Il caso del tredicenne di Bergamo ha riacceso un dibattito annoso, mosso da una domanda: dove finisce un minore che commette un reato grave, se non può andare in carcere? La risposta è nella comunità: una struttura aperta, educativa, alternativa alla detenzione. Partiamo dalla cronaca, nella giornata di ieri un ragazzo di 13 anni ha aggredito con un coltello la sua professoressa di francese, Chiara Mocchi, 57 anni, nei corridoi della scuola media Leonardo da Vinci di Trescore Balneario, in provincia di Bergamo. La docente, rea di avergli dato un voto basso, è stata colpita al collo e all’addome e, dopo un intervento d’urgenza, non è più in pericolo di vita.
Lo studente si era presentato a scuola con una maglietta recante la scritta “Vendetta” e pantaloni mimetici, con lo smartphone appeso al collo per riprendere l’aggressione in diretta su Telegram. Nello zaino aveva anche una pistola scacciacani. Durante la perquisizione della sua abitazione, i carabinieri hanno trovato materiale chimico potenzialmente esplosivo, acido muriatico, fertilizzante e acetone, sequestrato per ulteriori accertamenti. Il movente rimane ancora da chiarire. La sera stessa, il ragazzino è stato trasferito in una comunità per minori.

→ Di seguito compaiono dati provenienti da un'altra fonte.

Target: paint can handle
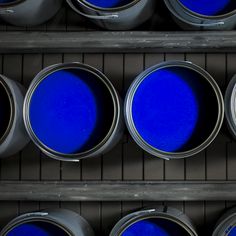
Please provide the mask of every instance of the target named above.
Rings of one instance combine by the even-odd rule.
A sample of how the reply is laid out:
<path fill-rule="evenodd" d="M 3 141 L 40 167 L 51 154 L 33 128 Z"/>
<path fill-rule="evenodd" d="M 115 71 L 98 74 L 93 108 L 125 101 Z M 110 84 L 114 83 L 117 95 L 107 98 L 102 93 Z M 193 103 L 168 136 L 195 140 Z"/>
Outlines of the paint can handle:
<path fill-rule="evenodd" d="M 86 18 L 89 18 L 89 19 L 94 19 L 94 20 L 110 20 L 110 19 L 116 19 L 119 17 L 119 15 L 117 13 L 113 13 L 113 14 L 106 14 L 106 15 L 89 15 L 89 14 L 86 14 L 82 11 L 80 11 L 78 8 L 76 8 L 74 6 L 74 4 L 72 3 L 71 0 L 67 0 L 67 3 L 70 5 L 70 7 L 72 9 L 74 9 L 79 15 L 81 16 L 84 16 Z"/>
<path fill-rule="evenodd" d="M 12 9 L 0 9 L 0 15 L 9 15 L 15 13 Z"/>
<path fill-rule="evenodd" d="M 213 27 L 213 26 L 217 26 L 217 25 L 224 25 L 225 22 L 223 21 L 218 21 L 218 22 L 212 22 L 212 23 L 191 23 L 191 25 L 194 26 L 200 26 L 200 27 Z"/>

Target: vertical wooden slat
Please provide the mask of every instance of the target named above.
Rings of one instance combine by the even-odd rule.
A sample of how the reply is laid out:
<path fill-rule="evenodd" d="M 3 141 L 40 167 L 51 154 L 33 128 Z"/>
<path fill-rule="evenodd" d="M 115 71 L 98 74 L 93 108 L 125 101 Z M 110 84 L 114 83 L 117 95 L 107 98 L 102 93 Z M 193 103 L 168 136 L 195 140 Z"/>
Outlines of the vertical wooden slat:
<path fill-rule="evenodd" d="M 123 54 L 104 55 L 104 73 L 121 95 L 123 89 Z M 123 104 L 122 104 L 123 105 Z M 124 137 L 125 139 L 125 137 Z M 103 180 L 122 180 L 123 139 L 103 156 Z M 102 235 L 109 235 L 121 217 L 120 202 L 102 203 Z"/>
<path fill-rule="evenodd" d="M 85 54 L 84 63 L 94 66 L 100 71 L 103 70 L 102 54 Z M 83 180 L 101 180 L 102 178 L 102 157 L 94 157 L 82 161 Z M 90 222 L 96 233 L 101 230 L 101 203 L 81 203 L 81 215 Z"/>

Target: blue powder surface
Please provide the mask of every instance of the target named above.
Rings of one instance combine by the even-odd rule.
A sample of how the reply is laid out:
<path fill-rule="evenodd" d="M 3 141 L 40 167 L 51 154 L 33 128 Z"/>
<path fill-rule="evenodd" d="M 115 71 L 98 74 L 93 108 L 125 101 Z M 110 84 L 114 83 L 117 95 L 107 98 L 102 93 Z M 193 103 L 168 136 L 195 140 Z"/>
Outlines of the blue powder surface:
<path fill-rule="evenodd" d="M 127 5 L 133 0 L 86 0 L 88 3 L 102 8 L 113 8 Z"/>
<path fill-rule="evenodd" d="M 148 144 L 162 151 L 181 149 L 197 126 L 198 99 L 186 80 L 188 71 L 184 72 L 167 68 L 151 73 L 133 98 L 132 115 L 137 131 Z"/>
<path fill-rule="evenodd" d="M 170 236 L 165 229 L 149 220 L 142 220 L 125 230 L 122 236 Z"/>
<path fill-rule="evenodd" d="M 7 236 L 68 236 L 59 227 L 46 222 L 21 224 L 12 229 Z"/>
<path fill-rule="evenodd" d="M 110 98 L 98 80 L 92 73 L 68 69 L 50 74 L 37 86 L 29 115 L 31 127 L 43 144 L 74 154 L 104 138 L 108 128 L 103 114 L 111 120 L 106 110 Z"/>
<path fill-rule="evenodd" d="M 230 229 L 229 234 L 227 234 L 228 236 L 236 236 L 236 227 L 232 227 Z"/>
<path fill-rule="evenodd" d="M 231 12 L 236 9 L 235 0 L 179 0 L 193 12 L 215 16 Z"/>

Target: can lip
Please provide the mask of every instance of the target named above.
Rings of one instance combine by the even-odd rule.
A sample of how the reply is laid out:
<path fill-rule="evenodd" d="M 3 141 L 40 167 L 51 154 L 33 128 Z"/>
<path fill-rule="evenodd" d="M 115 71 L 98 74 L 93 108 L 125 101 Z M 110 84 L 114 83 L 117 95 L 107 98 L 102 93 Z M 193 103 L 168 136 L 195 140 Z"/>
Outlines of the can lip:
<path fill-rule="evenodd" d="M 132 102 L 133 102 L 134 94 L 135 94 L 138 86 L 140 85 L 140 83 L 149 74 L 153 73 L 154 71 L 159 70 L 159 69 L 163 69 L 163 68 L 167 68 L 167 67 L 184 67 L 184 68 L 194 70 L 197 73 L 201 74 L 202 77 L 205 78 L 209 82 L 209 84 L 211 85 L 212 89 L 214 90 L 214 92 L 216 94 L 216 98 L 217 98 L 218 117 L 217 117 L 217 121 L 216 121 L 213 131 L 211 132 L 209 137 L 203 143 L 201 143 L 200 145 L 198 145 L 197 147 L 195 147 L 191 150 L 184 151 L 184 152 L 165 152 L 165 151 L 159 150 L 159 149 L 151 146 L 150 144 L 148 144 L 141 137 L 139 132 L 137 131 L 134 121 L 133 121 L 133 117 L 132 117 Z M 131 84 L 131 86 L 127 92 L 126 98 L 125 98 L 124 114 L 125 114 L 125 122 L 128 127 L 128 130 L 129 130 L 131 136 L 133 137 L 133 139 L 136 141 L 136 143 L 141 148 L 143 148 L 145 151 L 147 151 L 148 153 L 150 153 L 153 156 L 160 157 L 160 158 L 163 158 L 166 160 L 182 159 L 182 158 L 193 156 L 194 154 L 197 154 L 200 151 L 204 150 L 216 138 L 217 134 L 220 131 L 220 128 L 222 126 L 223 119 L 224 119 L 224 100 L 223 100 L 223 96 L 221 94 L 220 88 L 218 87 L 215 80 L 212 78 L 212 76 L 207 71 L 205 71 L 201 67 L 199 67 L 191 62 L 188 62 L 188 61 L 167 61 L 167 62 L 162 62 L 160 64 L 150 67 L 149 69 L 145 70 L 144 72 L 142 72 L 140 75 L 138 75 L 136 77 L 136 79 Z"/>
<path fill-rule="evenodd" d="M 127 3 L 125 5 L 122 5 L 122 6 L 119 6 L 119 7 L 111 7 L 111 8 L 99 7 L 99 6 L 96 6 L 96 5 L 93 5 L 93 4 L 89 3 L 86 0 L 74 0 L 74 1 L 76 1 L 77 3 L 83 4 L 84 6 L 89 7 L 93 10 L 98 10 L 98 11 L 103 11 L 103 12 L 115 12 L 115 11 L 122 11 L 122 10 L 125 10 L 127 8 L 130 8 L 130 7 L 134 6 L 135 4 L 137 4 L 138 2 L 140 2 L 141 0 L 133 0 L 132 2 Z"/>
<path fill-rule="evenodd" d="M 231 133 L 236 137 L 236 75 L 229 82 L 225 93 L 225 116 Z"/>
<path fill-rule="evenodd" d="M 0 86 L 3 86 L 5 89 L 9 102 L 10 102 L 10 120 L 8 122 L 7 129 L 5 130 L 5 133 L 0 137 L 0 145 L 6 140 L 7 136 L 9 135 L 12 125 L 15 120 L 15 102 L 14 102 L 14 97 L 11 92 L 11 89 L 9 88 L 8 84 L 5 81 L 5 76 L 0 74 Z"/>
<path fill-rule="evenodd" d="M 20 3 L 22 3 L 22 2 L 25 2 L 26 0 L 16 0 L 16 1 L 14 1 L 14 2 L 9 2 L 9 3 L 0 3 L 0 7 L 2 8 L 4 8 L 4 7 L 12 7 L 12 6 L 16 6 L 16 5 L 18 5 L 18 4 L 20 4 Z"/>
<path fill-rule="evenodd" d="M 125 216 L 115 225 L 110 236 L 122 236 L 122 234 L 125 232 L 125 230 L 128 229 L 128 227 L 134 225 L 137 222 L 148 219 L 164 219 L 171 221 L 186 230 L 186 232 L 189 233 L 190 236 L 197 236 L 197 233 L 195 232 L 194 228 L 191 228 L 191 226 L 185 223 L 183 220 L 179 220 L 171 213 L 161 212 L 156 209 L 138 211 Z M 118 227 L 119 229 L 116 230 L 116 228 Z"/>
<path fill-rule="evenodd" d="M 171 1 L 171 0 L 170 0 Z M 189 13 L 193 14 L 196 17 L 201 17 L 201 18 L 205 18 L 205 19 L 209 19 L 209 20 L 222 20 L 224 18 L 230 17 L 234 14 L 236 14 L 236 9 L 229 11 L 227 13 L 224 14 L 219 14 L 219 15 L 215 15 L 215 16 L 211 16 L 211 15 L 204 15 L 204 14 L 200 14 L 197 13 L 195 11 L 192 11 L 191 9 L 189 9 L 188 7 L 186 7 L 183 3 L 180 2 L 180 0 L 175 0 L 177 1 L 181 7 L 183 7 L 186 11 L 188 11 Z"/>
<path fill-rule="evenodd" d="M 21 218 L 21 219 L 14 219 L 14 222 L 10 222 L 6 228 L 3 229 L 3 232 L 1 232 L 3 236 L 7 236 L 7 234 L 13 230 L 15 227 L 20 226 L 22 224 L 26 224 L 26 223 L 33 223 L 33 222 L 45 222 L 45 223 L 50 223 L 60 229 L 62 229 L 68 236 L 73 236 L 73 232 L 71 232 L 68 227 L 66 227 L 63 224 L 58 223 L 56 220 L 54 220 L 52 217 L 50 216 L 27 216 L 28 214 L 24 214 L 21 215 L 21 217 L 25 218 Z"/>
<path fill-rule="evenodd" d="M 114 105 L 114 115 L 113 115 L 113 121 L 111 124 L 111 127 L 106 134 L 106 136 L 103 138 L 103 140 L 98 143 L 95 147 L 91 148 L 90 150 L 87 150 L 85 152 L 80 152 L 80 153 L 75 153 L 75 154 L 66 154 L 66 153 L 60 153 L 57 152 L 49 147 L 47 147 L 44 143 L 42 143 L 38 137 L 35 135 L 31 124 L 30 124 L 30 117 L 29 117 L 29 107 L 30 107 L 30 100 L 33 95 L 34 90 L 38 86 L 38 84 L 44 80 L 49 74 L 54 73 L 58 70 L 63 70 L 63 69 L 81 69 L 88 71 L 92 74 L 94 74 L 97 78 L 100 79 L 101 82 L 105 84 L 107 89 L 109 90 L 112 100 L 113 100 L 113 105 Z M 80 159 L 84 159 L 87 157 L 95 156 L 97 153 L 102 150 L 103 146 L 113 138 L 115 135 L 116 130 L 118 129 L 119 125 L 119 118 L 121 116 L 121 107 L 119 103 L 119 96 L 112 85 L 112 83 L 108 80 L 108 78 L 99 70 L 95 69 L 92 66 L 78 63 L 78 62 L 72 62 L 72 63 L 59 63 L 55 64 L 49 67 L 46 67 L 43 69 L 41 72 L 39 72 L 32 83 L 30 84 L 30 87 L 26 93 L 25 100 L 24 100 L 24 106 L 23 106 L 23 118 L 24 118 L 24 123 L 26 130 L 32 139 L 32 141 L 39 147 L 40 150 L 42 150 L 46 155 L 48 155 L 51 158 L 61 160 L 61 161 L 79 161 Z"/>
<path fill-rule="evenodd" d="M 230 227 L 230 224 L 236 226 L 236 207 L 230 208 L 223 214 L 223 216 L 221 216 L 212 235 L 223 235 L 223 233 L 225 233 L 225 231 Z"/>

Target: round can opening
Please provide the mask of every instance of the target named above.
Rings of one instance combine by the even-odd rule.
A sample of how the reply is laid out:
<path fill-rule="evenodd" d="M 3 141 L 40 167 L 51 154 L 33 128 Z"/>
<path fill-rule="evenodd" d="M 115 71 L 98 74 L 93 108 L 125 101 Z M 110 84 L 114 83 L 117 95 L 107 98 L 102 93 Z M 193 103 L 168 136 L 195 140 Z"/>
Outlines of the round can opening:
<path fill-rule="evenodd" d="M 78 0 L 77 0 L 78 1 Z M 134 0 L 83 0 L 85 3 L 99 8 L 118 8 L 126 6 Z"/>
<path fill-rule="evenodd" d="M 9 93 L 0 81 L 0 142 L 4 139 L 11 122 L 12 105 Z"/>
<path fill-rule="evenodd" d="M 210 75 L 200 71 L 188 62 L 163 63 L 131 85 L 126 120 L 145 150 L 152 149 L 157 156 L 189 156 L 215 137 L 223 120 L 223 99 Z"/>
<path fill-rule="evenodd" d="M 164 218 L 147 218 L 126 227 L 120 236 L 189 236 L 180 224 Z"/>
<path fill-rule="evenodd" d="M 197 14 L 205 16 L 220 16 L 236 10 L 235 0 L 178 0 L 180 3 Z"/>
<path fill-rule="evenodd" d="M 12 227 L 6 236 L 70 236 L 62 227 L 46 221 L 29 221 Z"/>
<path fill-rule="evenodd" d="M 113 119 L 111 92 L 88 70 L 56 70 L 39 81 L 31 94 L 31 129 L 57 153 L 78 154 L 94 148 L 109 133 Z"/>

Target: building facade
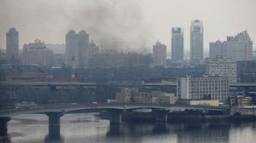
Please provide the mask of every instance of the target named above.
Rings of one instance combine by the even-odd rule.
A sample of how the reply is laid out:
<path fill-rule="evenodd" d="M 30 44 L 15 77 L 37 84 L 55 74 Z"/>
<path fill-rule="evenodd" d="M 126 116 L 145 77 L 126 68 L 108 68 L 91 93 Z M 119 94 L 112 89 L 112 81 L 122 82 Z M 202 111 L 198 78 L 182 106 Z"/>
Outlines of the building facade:
<path fill-rule="evenodd" d="M 172 28 L 172 60 L 183 60 L 184 50 L 183 30 L 180 27 Z"/>
<path fill-rule="evenodd" d="M 45 43 L 37 39 L 34 43 L 23 46 L 23 65 L 52 65 L 53 50 L 47 49 Z"/>
<path fill-rule="evenodd" d="M 19 59 L 19 31 L 12 27 L 6 33 L 6 60 L 11 63 Z"/>
<path fill-rule="evenodd" d="M 253 60 L 253 42 L 247 31 L 235 37 L 227 37 L 227 41 L 210 43 L 210 57 L 228 55 L 234 61 Z"/>
<path fill-rule="evenodd" d="M 84 30 L 80 31 L 79 34 L 73 30 L 69 31 L 66 35 L 66 64 L 67 66 L 74 64 L 75 67 L 87 66 L 88 61 L 89 35 Z"/>
<path fill-rule="evenodd" d="M 116 100 L 119 103 L 175 104 L 177 101 L 174 94 L 159 91 L 139 93 L 137 89 L 122 89 L 121 92 L 116 93 Z"/>
<path fill-rule="evenodd" d="M 203 60 L 204 28 L 201 20 L 191 21 L 190 27 L 190 62 L 201 64 Z"/>
<path fill-rule="evenodd" d="M 159 40 L 153 45 L 153 58 L 154 66 L 166 66 L 166 45 Z"/>
<path fill-rule="evenodd" d="M 224 103 L 230 95 L 229 77 L 177 77 L 177 83 L 178 99 L 211 99 Z"/>
<path fill-rule="evenodd" d="M 209 76 L 227 76 L 230 83 L 236 83 L 236 61 L 227 55 L 217 55 L 215 58 L 207 58 L 206 74 Z"/>
<path fill-rule="evenodd" d="M 94 41 L 91 41 L 89 44 L 89 57 L 99 54 L 99 46 L 97 46 Z"/>

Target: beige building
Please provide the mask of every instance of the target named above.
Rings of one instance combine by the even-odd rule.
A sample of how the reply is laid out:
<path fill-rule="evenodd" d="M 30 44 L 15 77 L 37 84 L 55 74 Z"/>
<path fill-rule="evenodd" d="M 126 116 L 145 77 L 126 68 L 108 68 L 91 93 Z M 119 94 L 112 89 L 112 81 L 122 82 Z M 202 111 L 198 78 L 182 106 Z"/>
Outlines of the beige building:
<path fill-rule="evenodd" d="M 219 106 L 218 100 L 178 100 L 177 102 L 177 104 L 182 104 L 182 105 Z"/>
<path fill-rule="evenodd" d="M 242 95 L 236 95 L 230 98 L 231 106 L 252 106 L 252 97 L 242 97 Z"/>
<path fill-rule="evenodd" d="M 177 101 L 174 94 L 159 91 L 139 93 L 137 89 L 124 89 L 120 93 L 116 94 L 116 100 L 119 103 L 175 104 Z"/>
<path fill-rule="evenodd" d="M 230 83 L 236 83 L 236 61 L 232 61 L 227 55 L 207 58 L 206 74 L 227 76 L 230 77 Z"/>
<path fill-rule="evenodd" d="M 218 100 L 224 103 L 230 96 L 229 77 L 205 76 L 177 77 L 177 96 L 183 100 Z"/>

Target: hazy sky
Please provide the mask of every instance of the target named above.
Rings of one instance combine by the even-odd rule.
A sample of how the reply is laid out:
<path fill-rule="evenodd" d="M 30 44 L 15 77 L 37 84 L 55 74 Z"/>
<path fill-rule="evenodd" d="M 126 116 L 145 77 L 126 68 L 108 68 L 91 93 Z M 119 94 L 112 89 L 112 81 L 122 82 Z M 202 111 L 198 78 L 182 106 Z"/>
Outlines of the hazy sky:
<path fill-rule="evenodd" d="M 0 0 L 0 48 L 10 27 L 19 31 L 20 49 L 36 38 L 65 43 L 69 30 L 84 29 L 101 49 L 152 53 L 160 39 L 170 52 L 172 27 L 179 26 L 189 50 L 191 20 L 198 19 L 208 52 L 210 42 L 246 29 L 255 43 L 255 0 Z"/>

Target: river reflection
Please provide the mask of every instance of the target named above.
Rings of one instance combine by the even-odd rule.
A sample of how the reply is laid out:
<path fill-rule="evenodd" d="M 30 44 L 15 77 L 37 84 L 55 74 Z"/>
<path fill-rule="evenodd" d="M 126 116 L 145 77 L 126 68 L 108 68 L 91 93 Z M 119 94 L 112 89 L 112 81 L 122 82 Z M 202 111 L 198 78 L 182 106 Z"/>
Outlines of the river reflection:
<path fill-rule="evenodd" d="M 256 140 L 256 122 L 109 124 L 108 120 L 95 115 L 97 113 L 64 115 L 61 118 L 61 137 L 57 139 L 49 138 L 46 115 L 19 115 L 9 123 L 8 139 L 13 143 L 253 143 Z"/>

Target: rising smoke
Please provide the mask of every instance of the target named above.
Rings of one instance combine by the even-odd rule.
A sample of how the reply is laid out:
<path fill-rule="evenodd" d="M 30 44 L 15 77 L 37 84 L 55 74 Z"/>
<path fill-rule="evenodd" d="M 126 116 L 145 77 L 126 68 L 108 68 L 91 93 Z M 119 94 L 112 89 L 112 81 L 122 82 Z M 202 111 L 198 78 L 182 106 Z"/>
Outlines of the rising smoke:
<path fill-rule="evenodd" d="M 0 48 L 14 26 L 20 49 L 36 38 L 63 43 L 69 30 L 85 30 L 100 49 L 151 52 L 152 35 L 137 0 L 0 0 Z"/>

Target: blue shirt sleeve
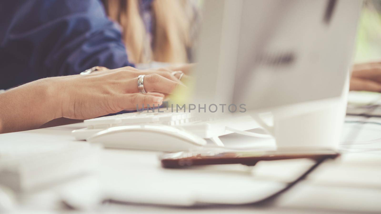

L’articolo 97 del Codice Penale stabilisce che chi non ha ancora compiuto 14 anni non è imputabile: non può essere processato, né ricevere una condanna. La Procura per i minorenni di Brescia, competente anche per la provincia di Bergamo, ha aperto un fascicolo sul caso e valuterà le misure applicabili. Tra queste spicca il collocamento in comunità, disciplinato dall’articolo 22 del d.P.R. 448/1988, cioè il Codice di Procedura Penale Minorile.

Si ricorre a questo strumento anche nell’ambito della messa alla prova, quando il progetto educativo lo prevede, o come misura alternativa all’esecuzione di una pena. Non è una sanzione, ma un atto di tutela finalizzato alla rieducazione.
Le comunità per minori sono strutture residenziali aperte, il contrario del carcere. Accolgono al massimo dieci ragazzi e sono organizzate per ricordare un ambiente familiare: camere da letto singole o doppie, cucina condivisa, spazi comuni e, spesso, aree esterne. Gli ospiti possono uscire regolarmente per frequentare la scuola, praticare sport e incontrare amici e parenti. Anche i genitori hanno accesso alla struttura, proprio per preservare il legame affettivo con il figlio.
All’ingresso, ogni ragazzo riceve un progetto educativo personalizzato, elaborato dall’educatore di riferimento sulla base della storia personale del minore e delle informazioni trasmesse dai servizi sociali. L’obiettivo non è punire, ma accompagnare il giovane verso una maggiore consapevolezza di sé e delle conseguenze delle proprie azioni, lavorando sulle relazioni quotidiane, tra pari, tra ragazzi ed educatori, tra struttura e famiglia.
Per legge, le comunità che accolgono autori di reato devono ospitare al loro interno anche ragazzi non coinvolti in procedimenti penali. Il confronto tra esperienze diverse è considerato uno degli strumenti educativi più efficaci.
Nonostante la sua comprovata efficacia rispetto al carcere, il sistema delle comunità presenta ancora gravi squilibri territoriali. La carenza di strutture in molte aree del paese costringe spesso a inserire i ragazzi nella prima comunità con un posto disponibile, senza verificare se quella struttura sia davvero adatta alle specifiche esigenze educative del minore. Ogni comunità adotta modelli di lavoro diversi e non tutti vanno bene per tutti. È un limite obiettivo che il sistema non ha ancora risolto.